Last Friday, September 10, I officially became a member of the Google AdSense program, which pays you to run targeted advertising based on the content of your web site. It's pretty easy to implement: just copy-and-paste some code into your web page and Google chooses which ads to run. After you earn $100, Google cuts you a check. I figured I had nothing to lose, so I gave it a try. I started running the ads at my math web site early Friday morning and thought I'd see my first check, oh, sometime around 2012. Boy was I wrong. So far I'm averaging close to $3 a day! That won't allow me to quit my day job, but wow, talk about exceeding expectations. If you run a web site with good content and have any kind of significant traffic, you are wasting money if you're not running Google Ads.
 

2004-09-13

 
Google is running an interesting advertisement in search of new talent. The ad is on banners and billboards that reads: "(First 10-digit prime found in consecutive digits of e).com". That's all it says. Solve that, go to the web site, and you'll get yet another math problem. Solve that and you get invited to apply for a job at Google. Clever mix of math and marketing that simultaneously appeals to the brainiacs Google desires and generates a public image of the company being staffed by super-bright, ultra-cool, intelligent geniuses. On top of that, they're getting free publicity from media outlets talking about the ad campaign. I smell a "business school case study" coming from this one. However, I have to wonder if the campaign will really attract good candidates, especially now that the solutions to the puzzles have been published on the internet?
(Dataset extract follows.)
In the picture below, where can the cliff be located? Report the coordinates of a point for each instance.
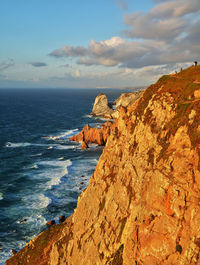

I suspect the Google HR team now has thousands of applications to sort through, most of which are from people who simply wanted to be able to say they applied to Google. In fact, the more I think about it, I'm not so sure this was a legitimate search for talent as it was a public relations stunt. I think this guy said it best: "This Google ad works on a micro level, and it works on a macro level," said Fritz Kuhn, a senior vice president of Boston advertising firm Hill, Holliday. "The target-audience people who are going to see it are going to say, 'That is my language, that is directed at me.' For the rest of us, it just burnishes the image of Google: I can't work there, but, wow, those guys are smart."
 

2004-09-01

 
I haven't purchased an iPod yet, but I have started using iTunes. I've been using it to listen to music at work and I love it for two reasons: (1) it doesn't pester me about upgrading to a full version when I open and close it; and (2) it uses crossfade playback between songs (ie, it fades the last song out while fading the next song in, like a radio station). I've loaded close to a 1000 songs on my computer, so now I just open iTunes, hit the shuffle button, and randomly listen to all my favorite bands. Love it! Oddly enough, it appears that iPods don't use crossfade playback between songs. That's a bummer because I really like that feature. The Rio Karma does, but some owners have experienced hard drive problems or even failure after a few months of use. I'm not sure which one I'll get, if either, but I definitely want to get something I can hook up in my car. The Karma is tempting because of price and its little $28 FM Transmitter. I suppose odds are in my favor that I'll buy a unit that will work just fine, right?